Retailers, restaurants look forward to Small Business Saturday, with hopes for improving business climate

November 23, 2018

Though small businesses often have Black Friday deals too, the big-box stores and malls get most of the attention. So in 2010, credit card giant American Express launched Small Business Saturday to ensure smaller companies also get a piece of that holiday shopping pie.

“Small Business Saturday gives them that little extra edge,” said Dawn Starns, who directs the Louisiana chapter of the National Federation of Independent Business.

Last year, 108 million shoppers spent $12.9 billion at small, independent stores and restaurants the Saturday after Thanksgiving, according to a survey by NFIB and American Express. Ninety percent of consumers surveyed said Small Business Saturday has a positive impact on their communities, NFIB says.

Though state-specific data isn’t available through NFIB, Starns said Small Business Saturday has caught on in Louisiana.

“We see our members out there getting geared up for all the big sales, and just trying to find a way to compete,” she said. Starns urges consumers to not only shop local, but to eat at locally owned restaurants and stop at local coffee shops while they’re out.

Buying local not only helps local businesses; it’s good for the local tax base, she adds. She says 67 cents of every dollar spent stays in the community when you shop local small businesses.

NFIB’s national surveys are finding widespread optimism among small business owners, and Starns sees some of the same optimism in Louisiana. But next year, she hopes lawmakers choose to streamline the state’s tax collection structure, which she argues would greatly improve the state’s business climate.

“I have business owners outside the state tell me all the time, ‘Y’all state is the worst to do business in,’” Starns said.

Not only does Louisiana have the highest average combined state and local sales tax rates in the nation, according to the Tax Foundation, the state’s system is often said to be the most convoluted. Activities exempted from sales tax by the state are often taxed at the local level. And Louisiana has 452 local sales tax jurisdictions, according to the Council of State Taxation, which helps to earn state sales tax administration an “F” on COST’s scorecard.

Louisiana has set up a single entity to collect taxes from online sales, Starns notes.
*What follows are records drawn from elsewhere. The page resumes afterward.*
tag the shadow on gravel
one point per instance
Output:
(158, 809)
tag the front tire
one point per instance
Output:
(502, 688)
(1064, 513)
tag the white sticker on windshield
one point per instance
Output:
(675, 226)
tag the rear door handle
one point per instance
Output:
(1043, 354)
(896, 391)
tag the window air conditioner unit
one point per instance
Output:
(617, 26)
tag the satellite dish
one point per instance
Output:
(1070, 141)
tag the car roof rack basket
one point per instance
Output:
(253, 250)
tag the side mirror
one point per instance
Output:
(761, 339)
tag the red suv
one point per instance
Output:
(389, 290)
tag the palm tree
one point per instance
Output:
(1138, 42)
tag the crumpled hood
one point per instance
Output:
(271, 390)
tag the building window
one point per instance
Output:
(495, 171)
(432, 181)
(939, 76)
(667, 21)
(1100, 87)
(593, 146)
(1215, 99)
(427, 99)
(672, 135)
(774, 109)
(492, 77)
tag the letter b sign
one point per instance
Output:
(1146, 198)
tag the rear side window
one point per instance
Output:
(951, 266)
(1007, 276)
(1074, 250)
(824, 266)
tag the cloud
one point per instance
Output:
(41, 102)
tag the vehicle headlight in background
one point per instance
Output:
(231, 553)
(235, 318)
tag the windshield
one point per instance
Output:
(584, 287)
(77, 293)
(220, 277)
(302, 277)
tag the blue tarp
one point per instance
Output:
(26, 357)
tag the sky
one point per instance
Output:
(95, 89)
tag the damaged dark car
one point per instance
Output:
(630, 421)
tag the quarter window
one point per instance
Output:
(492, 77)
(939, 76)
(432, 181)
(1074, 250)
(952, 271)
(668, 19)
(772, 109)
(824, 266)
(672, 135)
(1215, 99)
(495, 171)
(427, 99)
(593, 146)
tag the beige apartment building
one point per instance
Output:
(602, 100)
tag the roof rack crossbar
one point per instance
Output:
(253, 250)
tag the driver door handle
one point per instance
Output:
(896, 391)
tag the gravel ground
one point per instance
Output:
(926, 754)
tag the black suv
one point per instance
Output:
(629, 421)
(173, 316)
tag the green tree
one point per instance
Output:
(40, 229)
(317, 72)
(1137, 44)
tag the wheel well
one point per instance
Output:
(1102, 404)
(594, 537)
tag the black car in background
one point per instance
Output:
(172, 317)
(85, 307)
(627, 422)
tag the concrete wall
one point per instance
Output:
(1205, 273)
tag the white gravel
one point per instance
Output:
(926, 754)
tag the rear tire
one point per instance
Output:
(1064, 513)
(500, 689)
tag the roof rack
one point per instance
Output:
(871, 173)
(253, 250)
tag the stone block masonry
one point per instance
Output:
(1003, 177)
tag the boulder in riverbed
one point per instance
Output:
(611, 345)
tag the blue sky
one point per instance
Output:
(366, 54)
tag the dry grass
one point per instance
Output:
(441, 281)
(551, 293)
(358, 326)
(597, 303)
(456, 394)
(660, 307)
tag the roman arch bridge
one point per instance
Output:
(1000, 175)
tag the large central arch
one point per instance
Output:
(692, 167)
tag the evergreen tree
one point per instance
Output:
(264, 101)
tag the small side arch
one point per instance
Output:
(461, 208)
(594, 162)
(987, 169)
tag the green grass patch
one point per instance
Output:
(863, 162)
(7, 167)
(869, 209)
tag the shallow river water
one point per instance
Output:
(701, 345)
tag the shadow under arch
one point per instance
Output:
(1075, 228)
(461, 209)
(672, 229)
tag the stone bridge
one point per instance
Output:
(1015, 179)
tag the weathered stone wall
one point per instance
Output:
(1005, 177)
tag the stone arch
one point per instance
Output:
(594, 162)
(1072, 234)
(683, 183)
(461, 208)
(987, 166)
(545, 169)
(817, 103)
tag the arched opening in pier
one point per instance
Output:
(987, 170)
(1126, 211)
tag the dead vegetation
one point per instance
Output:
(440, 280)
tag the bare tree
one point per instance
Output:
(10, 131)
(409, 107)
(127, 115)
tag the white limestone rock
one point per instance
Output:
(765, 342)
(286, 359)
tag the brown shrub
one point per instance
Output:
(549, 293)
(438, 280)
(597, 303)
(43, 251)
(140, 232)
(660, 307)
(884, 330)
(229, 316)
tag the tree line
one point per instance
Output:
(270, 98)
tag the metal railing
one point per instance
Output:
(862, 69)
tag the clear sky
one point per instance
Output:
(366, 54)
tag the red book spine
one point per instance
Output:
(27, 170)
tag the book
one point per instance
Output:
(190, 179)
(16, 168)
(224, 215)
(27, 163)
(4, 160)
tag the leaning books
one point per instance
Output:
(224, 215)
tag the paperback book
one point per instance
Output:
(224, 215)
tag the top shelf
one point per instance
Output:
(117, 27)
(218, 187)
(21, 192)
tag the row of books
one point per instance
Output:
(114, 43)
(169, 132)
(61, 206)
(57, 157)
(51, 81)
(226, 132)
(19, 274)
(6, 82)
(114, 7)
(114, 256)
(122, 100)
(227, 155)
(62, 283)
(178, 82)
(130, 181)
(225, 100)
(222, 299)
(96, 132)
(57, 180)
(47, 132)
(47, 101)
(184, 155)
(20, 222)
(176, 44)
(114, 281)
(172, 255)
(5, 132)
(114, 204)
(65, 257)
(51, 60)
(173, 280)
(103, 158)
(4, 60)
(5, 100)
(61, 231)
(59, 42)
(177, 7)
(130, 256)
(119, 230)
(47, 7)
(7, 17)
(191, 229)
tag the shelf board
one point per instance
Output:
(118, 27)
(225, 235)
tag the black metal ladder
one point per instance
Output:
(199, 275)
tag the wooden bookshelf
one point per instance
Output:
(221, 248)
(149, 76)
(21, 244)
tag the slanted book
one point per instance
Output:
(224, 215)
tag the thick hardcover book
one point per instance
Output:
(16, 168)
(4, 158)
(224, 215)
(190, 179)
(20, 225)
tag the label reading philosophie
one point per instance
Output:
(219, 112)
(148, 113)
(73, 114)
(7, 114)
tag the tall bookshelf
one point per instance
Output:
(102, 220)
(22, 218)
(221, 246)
“Let’s just take that model, roll up our system, put it into one, and make the Department of Revenue the collector,” she said. Though the details haven’t been hammered out yet, NFIB will be pushing for that change during next year’s legislative session, Starns said.

But local sales tax collectors, many of which are politically influential sheriff’s offices, are opposed to that idea. Michael Ranatza, executive director of the Louisiana Sheriffs’ Association, could not be reached for comment for this story, which was written shortly before Thanksgiving. But in other media reports he has been quoted saying local governments do a good job collecting taxes and wouldn’t trust Baton Rouge to do it for them.

Here are some of the ways owners of shops and restaurants can make the most of Small Business Saturday, according to NFIB:

Stay on top of your social media. If you’re on Facebook or Twitter or Instagram or Pinterest, post often and promote any Small Business Saturday deals. Use the hashtags #ShopSmall and #SmallBizSat so shoppers can find you easily. Showcase the merchandise that would make a great gift. Group items on a table with a sign saying it would be the perfect gift for Dad or a great gift for the grandparents. Restaurants can offer Small Business Saturday specials and gift cards. Steal a page from the Black Friday playbook and offer doorbusters. Chain stores know a great way to drive shoppers to their stores is by offering special deals at different times of the day. There’s no reason a small business can’t do the same thing. Partner with nearby businesses. Pool your resources to buy advertising promoting the neighborhood as a shopping destination or team up with other businesses on in-store promotions. For example, if they buy a pair of shoes here, let them know they can save 10 percent on socks next door.Don’t forget to tell your regular customers about Small Business Saturday. Put a sign in your shop and fliers in bags reminding folks to come back the Saturday after Thanksgiving for special deals.